10月下旬に札幌市で「NoMaps(ノーマップス)」と名付けられたイベントが開催された。
ノーマップスは米国の著名なSF作家ウィリアム・ギブスンへのインタビューを収録した同名のドキュメンタリー映画にちなんで命名され、「地図なき領域を開拓する」という願いが込められている。
ノーマップスは2016年にプレイベントが行われ、毎年開催されているが、コロナ禍によるオンライン開催を経て、3年ぶりのリアル開催だ。

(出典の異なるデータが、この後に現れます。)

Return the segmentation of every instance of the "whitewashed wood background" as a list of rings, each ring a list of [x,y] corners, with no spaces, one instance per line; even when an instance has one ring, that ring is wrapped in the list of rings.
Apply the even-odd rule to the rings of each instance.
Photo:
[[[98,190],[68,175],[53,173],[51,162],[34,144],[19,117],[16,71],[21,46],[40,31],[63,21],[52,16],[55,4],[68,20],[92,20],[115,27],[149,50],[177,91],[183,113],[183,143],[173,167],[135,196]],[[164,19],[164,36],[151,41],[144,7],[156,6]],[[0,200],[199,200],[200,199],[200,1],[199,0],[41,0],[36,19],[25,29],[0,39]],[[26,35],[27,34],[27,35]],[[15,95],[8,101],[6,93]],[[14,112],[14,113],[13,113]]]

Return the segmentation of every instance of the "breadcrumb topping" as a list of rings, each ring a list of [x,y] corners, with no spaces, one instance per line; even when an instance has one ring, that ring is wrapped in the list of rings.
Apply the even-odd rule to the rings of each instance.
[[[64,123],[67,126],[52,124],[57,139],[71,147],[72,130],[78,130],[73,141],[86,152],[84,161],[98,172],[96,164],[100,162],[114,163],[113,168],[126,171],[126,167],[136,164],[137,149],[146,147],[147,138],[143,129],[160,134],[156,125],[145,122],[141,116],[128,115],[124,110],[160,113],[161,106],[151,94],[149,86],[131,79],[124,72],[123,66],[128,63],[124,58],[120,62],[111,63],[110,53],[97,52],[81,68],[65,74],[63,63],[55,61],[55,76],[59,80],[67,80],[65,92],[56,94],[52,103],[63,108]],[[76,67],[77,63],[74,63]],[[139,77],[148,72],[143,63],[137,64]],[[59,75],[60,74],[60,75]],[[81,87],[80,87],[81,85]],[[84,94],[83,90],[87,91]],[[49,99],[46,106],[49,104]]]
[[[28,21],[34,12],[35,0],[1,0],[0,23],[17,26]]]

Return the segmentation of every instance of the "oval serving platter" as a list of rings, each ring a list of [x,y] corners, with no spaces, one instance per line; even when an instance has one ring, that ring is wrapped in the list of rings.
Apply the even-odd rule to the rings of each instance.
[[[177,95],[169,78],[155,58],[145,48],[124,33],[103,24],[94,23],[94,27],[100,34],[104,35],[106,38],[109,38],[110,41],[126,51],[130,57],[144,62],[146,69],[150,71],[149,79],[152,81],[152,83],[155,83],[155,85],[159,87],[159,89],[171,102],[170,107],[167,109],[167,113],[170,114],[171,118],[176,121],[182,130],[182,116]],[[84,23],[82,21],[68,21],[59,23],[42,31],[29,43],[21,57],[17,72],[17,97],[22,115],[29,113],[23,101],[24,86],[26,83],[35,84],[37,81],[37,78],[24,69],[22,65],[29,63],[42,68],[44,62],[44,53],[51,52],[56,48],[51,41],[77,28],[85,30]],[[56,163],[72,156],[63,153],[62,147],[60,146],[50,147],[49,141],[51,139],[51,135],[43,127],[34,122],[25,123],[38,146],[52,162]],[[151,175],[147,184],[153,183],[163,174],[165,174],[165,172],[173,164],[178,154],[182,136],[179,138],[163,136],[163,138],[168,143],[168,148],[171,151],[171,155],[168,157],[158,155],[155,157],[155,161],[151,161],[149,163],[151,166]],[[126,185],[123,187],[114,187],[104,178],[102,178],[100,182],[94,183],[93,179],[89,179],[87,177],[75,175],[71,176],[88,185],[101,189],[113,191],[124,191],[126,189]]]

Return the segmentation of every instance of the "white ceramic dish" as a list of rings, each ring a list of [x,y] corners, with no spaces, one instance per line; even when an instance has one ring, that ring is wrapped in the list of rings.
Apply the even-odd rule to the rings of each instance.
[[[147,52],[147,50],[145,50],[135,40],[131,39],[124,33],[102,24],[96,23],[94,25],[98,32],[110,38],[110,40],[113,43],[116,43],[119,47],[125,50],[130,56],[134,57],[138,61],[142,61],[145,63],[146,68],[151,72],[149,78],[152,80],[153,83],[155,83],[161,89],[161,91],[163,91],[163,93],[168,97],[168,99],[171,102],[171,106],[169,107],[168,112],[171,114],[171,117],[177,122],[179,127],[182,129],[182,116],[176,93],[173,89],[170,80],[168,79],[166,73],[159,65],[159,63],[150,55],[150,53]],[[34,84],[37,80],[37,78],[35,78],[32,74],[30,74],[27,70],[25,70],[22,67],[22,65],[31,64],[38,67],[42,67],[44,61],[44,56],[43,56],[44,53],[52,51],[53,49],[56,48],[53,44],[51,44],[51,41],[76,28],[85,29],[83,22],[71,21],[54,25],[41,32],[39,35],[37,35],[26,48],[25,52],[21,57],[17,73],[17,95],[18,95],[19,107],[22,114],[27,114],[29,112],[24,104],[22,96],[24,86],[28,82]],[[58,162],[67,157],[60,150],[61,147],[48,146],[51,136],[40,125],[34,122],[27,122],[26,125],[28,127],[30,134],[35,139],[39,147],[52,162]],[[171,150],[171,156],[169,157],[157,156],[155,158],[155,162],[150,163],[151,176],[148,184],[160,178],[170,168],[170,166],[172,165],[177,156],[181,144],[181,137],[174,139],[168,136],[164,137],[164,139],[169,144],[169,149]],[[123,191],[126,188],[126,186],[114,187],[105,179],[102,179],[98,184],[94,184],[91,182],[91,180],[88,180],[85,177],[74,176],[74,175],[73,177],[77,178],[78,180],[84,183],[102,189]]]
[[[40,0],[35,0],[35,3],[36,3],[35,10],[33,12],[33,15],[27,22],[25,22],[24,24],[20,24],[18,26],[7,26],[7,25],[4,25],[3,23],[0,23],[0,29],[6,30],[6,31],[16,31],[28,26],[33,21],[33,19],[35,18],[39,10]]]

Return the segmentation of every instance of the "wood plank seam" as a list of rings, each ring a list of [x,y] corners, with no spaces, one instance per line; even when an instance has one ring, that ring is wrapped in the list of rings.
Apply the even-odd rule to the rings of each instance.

ノーマップスは、(1)クリエイティブ産業の活性化と他産業への波及(2)創業支援・新産業の創造・投資の促進(3)クリエイティブな市民文化の醸成(4)札幌・北海道の国際的知名度・魅力の向上(5)「世界屈指のイノベーティブなまちSAPPORO」の実現―が目的である。

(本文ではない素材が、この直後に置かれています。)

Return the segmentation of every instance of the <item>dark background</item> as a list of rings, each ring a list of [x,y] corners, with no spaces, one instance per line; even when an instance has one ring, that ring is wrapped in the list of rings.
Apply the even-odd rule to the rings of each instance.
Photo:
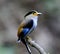
[[[17,29],[30,10],[43,14],[29,36],[46,52],[60,54],[60,0],[0,0],[0,54],[28,54],[22,43],[17,44]]]

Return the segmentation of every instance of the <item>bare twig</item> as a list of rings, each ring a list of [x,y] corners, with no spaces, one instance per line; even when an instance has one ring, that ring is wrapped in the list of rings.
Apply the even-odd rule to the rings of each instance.
[[[40,45],[38,45],[35,41],[33,41],[32,39],[27,39],[27,42],[28,42],[28,44],[31,45],[32,47],[36,48],[40,54],[47,54],[47,53],[44,51],[44,49],[43,49]]]

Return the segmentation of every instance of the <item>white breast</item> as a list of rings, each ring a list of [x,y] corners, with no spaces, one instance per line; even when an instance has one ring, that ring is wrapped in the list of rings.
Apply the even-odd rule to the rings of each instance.
[[[37,20],[38,20],[38,17],[36,17],[36,18],[33,18],[33,27],[34,28],[36,28],[36,26],[37,26]]]

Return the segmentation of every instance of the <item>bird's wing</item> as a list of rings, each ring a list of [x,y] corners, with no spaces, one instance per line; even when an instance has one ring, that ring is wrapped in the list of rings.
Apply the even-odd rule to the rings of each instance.
[[[19,36],[22,31],[29,32],[32,27],[33,27],[33,20],[23,21],[18,28],[17,36]]]

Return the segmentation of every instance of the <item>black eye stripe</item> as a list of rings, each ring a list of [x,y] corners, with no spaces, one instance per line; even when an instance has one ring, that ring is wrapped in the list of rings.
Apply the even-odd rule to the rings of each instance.
[[[30,14],[34,14],[34,13],[36,13],[35,11],[31,11],[31,12],[28,12],[24,17],[26,17],[26,16],[28,16],[28,15],[30,15]]]

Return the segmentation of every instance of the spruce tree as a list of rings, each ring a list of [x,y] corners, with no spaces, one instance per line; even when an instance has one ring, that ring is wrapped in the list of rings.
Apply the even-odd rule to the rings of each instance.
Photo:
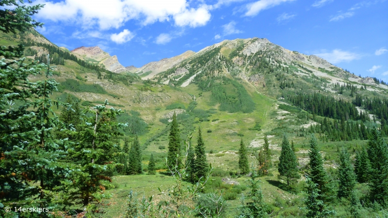
[[[195,168],[195,154],[193,149],[193,146],[191,145],[191,143],[189,142],[189,146],[187,151],[187,157],[186,159],[185,166],[187,175],[186,179],[188,182],[191,183],[195,182],[195,172],[194,171],[194,169]]]
[[[368,156],[371,163],[369,187],[372,202],[388,205],[388,146],[375,127],[368,142]]]
[[[290,181],[293,179],[298,177],[297,165],[296,157],[290,147],[288,140],[284,136],[282,142],[282,150],[279,157],[277,170],[280,177],[286,178],[288,186],[290,186]]]
[[[272,166],[272,161],[271,160],[271,156],[272,155],[272,152],[270,149],[270,143],[268,142],[268,137],[267,136],[267,134],[264,137],[263,149],[264,150],[264,154],[265,156],[266,168],[267,168],[267,170],[268,170]]]
[[[267,205],[264,201],[261,188],[259,184],[260,181],[256,180],[258,174],[254,169],[251,170],[252,175],[249,181],[249,188],[248,195],[247,197],[248,202],[245,203],[243,198],[242,205],[240,208],[240,213],[239,218],[264,218],[267,217],[266,213]]]
[[[327,206],[322,201],[318,185],[314,183],[308,177],[306,177],[306,184],[307,196],[305,200],[306,205],[305,209],[307,210],[306,217],[309,218],[321,218],[327,217],[330,214],[334,214],[335,211],[328,210]]]
[[[64,199],[69,205],[98,204],[109,197],[102,193],[112,182],[116,165],[113,160],[120,149],[119,128],[122,125],[116,121],[121,110],[108,109],[107,104],[105,100],[104,105],[89,109],[88,113],[94,116],[84,116],[84,122],[77,133],[79,142],[67,151],[74,169],[66,176],[64,185],[71,190]]]
[[[319,148],[317,145],[317,140],[314,135],[312,134],[310,140],[310,150],[308,151],[310,162],[308,164],[308,176],[313,183],[317,184],[319,200],[322,200],[323,203],[326,204],[333,200],[334,195],[333,193],[334,187],[331,178],[323,167],[323,160],[319,151]],[[321,211],[323,209],[321,207]]]
[[[353,191],[356,185],[356,176],[353,166],[350,162],[350,157],[347,150],[342,148],[340,154],[340,169],[338,170],[338,177],[340,185],[338,197],[348,198]]]
[[[140,144],[137,135],[135,135],[132,146],[128,156],[128,174],[133,175],[140,174],[142,170],[142,154],[140,151]]]
[[[20,6],[16,1],[1,1],[0,6],[0,31],[4,33],[16,34],[43,25],[31,17],[42,5]],[[28,153],[29,143],[39,140],[32,124],[35,114],[27,109],[32,106],[30,99],[38,97],[35,84],[28,77],[37,75],[45,65],[36,62],[26,62],[22,57],[23,50],[21,44],[0,47],[0,191],[3,203],[36,194],[32,193],[30,186],[33,178],[30,172],[33,172],[34,166],[29,160],[33,156]],[[16,101],[22,105],[15,107]],[[4,210],[0,211],[1,216]]]
[[[208,176],[209,172],[209,165],[206,159],[206,154],[205,153],[205,143],[202,139],[201,128],[198,130],[197,144],[195,147],[195,159],[194,160],[195,166],[194,174],[197,179],[205,178]]]
[[[239,149],[239,168],[241,170],[241,173],[245,175],[249,172],[249,166],[248,165],[248,156],[246,154],[246,147],[242,141],[240,143],[240,149]]]
[[[364,148],[356,153],[355,172],[357,176],[357,181],[360,183],[367,183],[369,181],[371,173],[371,163],[368,157],[368,153]]]
[[[182,165],[182,156],[180,153],[181,140],[177,115],[174,112],[171,127],[168,136],[168,152],[167,157],[167,165],[171,170],[175,167],[180,169]]]
[[[156,171],[155,169],[155,160],[154,159],[154,155],[151,154],[151,157],[149,158],[149,163],[148,163],[148,174],[150,175],[155,175],[156,173]]]

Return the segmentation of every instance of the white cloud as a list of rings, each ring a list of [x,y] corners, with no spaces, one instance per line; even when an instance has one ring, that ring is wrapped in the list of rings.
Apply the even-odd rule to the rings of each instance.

ユネスコは04年から創造性を持続可能な開発の戦略的要素として認識している都市間の協力を目的にして「ユネスコ創造都市ネットワーク」を発足させた。札幌市は13年にそのネットワークのメディアアート分野で加盟が認められ、ノーマップスは創造都市としてのさらなる発展を促進するための中心的事業だ。
ノーマップスは民間企業、官公庁、教育機関などの連携で運営されているが、実行委員会の委員長はクリプトン・フューチャー・メディア代表取締役の伊藤博之氏が務めている。伊藤氏は優れたクリエイターで、「現代のIT技術が生みだした新たな文化の象徴的存在」とも評価されているバーチャルシンガー「初音ミク」の生みの親である。
ノーマップスは未来に向けて切磋琢磨する人たちが集い、アイデアを広げ、気づきを共有しながら、新たな領域を切り開くための出会いと発見があふれる場の提供を目指している。
具体的には、(1)カンファレンス(意見交換の場)(2)展示(コミュニケーションの場)(3)イベント(クリエイティブな体験を提供する場)(4)交流(異業種・異世代がコラボレーションを創る場)(5)実験(新しい可能性探求の場)―などの多様な場が盛り込まれている。
今回、次世代インターネット「ウェブ3」に関する本格的討論が道内で初めて行われた。「ウェブ3」は暗号資産などで用いられる高度なデータ保護が可能な技術をもとに、GAFAと呼ばれる巨大IT企業など特定の管理者を介さず、ネットワークの参加者がデータを管理しようという考え方だ。
また、スタートアップ(新興企業)などをテーマにした「ヒトとデジタルが共存するミライ:スタートアップが目指すべき市場とは」「コム商材をフル活用して、北海道から未踏的な高度IT人材を目指そう!」「地域発スタートアップの今とこれから」など40本以上の討論集会が開催された。さらにノーマップスの魅力は連日夜に開催されるミートアップ(交流会)にあり、ビジネスからアート、エンタメなどジャンルを超えた人々の出会いでにぎわった。
ポストコロナの観光産業は「地図なき領域を開拓する」チャレンジが必要不可欠であり、ノーマップスを通して数多くの学びや気づきを得ることが可能と感じた。